I tried to revive the HDD by drying off a drop of beer on it, then baking it at 60 deg C for 2 hours, then washing it in isopropyl alcohol (IPA) and baking it at 60 deg C for 24 hours, but all to no avail- the platter simply refused to spin up. What annoys me is that I have been so stupid and not backed up for that long, especially as 4TB of Network Access Storage (NAS) is on-line in our house, so it was just a matter of pressing the button to do the job.

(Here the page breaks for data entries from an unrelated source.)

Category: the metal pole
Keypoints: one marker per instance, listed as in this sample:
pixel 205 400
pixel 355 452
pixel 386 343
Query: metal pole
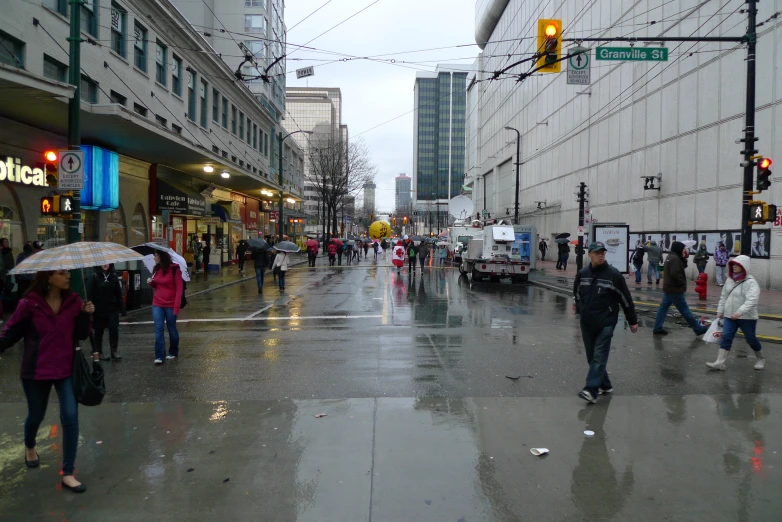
pixel 749 130
pixel 580 246
pixel 281 218
pixel 74 128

In desperation, I Googled data recovery firms. The first to pop up was Fields Data Recovery who advertised a not-to-bad charge of £130 UK to recover the data from your hard drive. But when I Googled them for problems I found they were a rip off outfit, with many shadow companies, who did more damage than good and also ended up charging a fortune for ‘extras’. http://forums.moneysavingexpert.com/showthread.php?t=2520295#topofpage
But Kroll On Track have good reports, but are hellish expensive at £300 UK to £1.2K UK depending on the work involved, so I intend to send off my errant HDD to them to get a free quotation. Fingers crossed that it is not more than the former or I won’t bother. http://www.krollontrack.co.uk/data-...Eow5dK0G9_2AJk35QEyuBDYd-cDOayuw0DhoCQczw_wcB
You tend to learn from your experiences, good or bad. For example, I always thought that HDD platters and heads were contained in a hermetically sealed chamber with a small valve to release any air pressure, but this is not the case. The mechanical parts are in a chamber but the hole only has a filter over it to prevent debris ingress. I also found out about the dark side of data recovery services.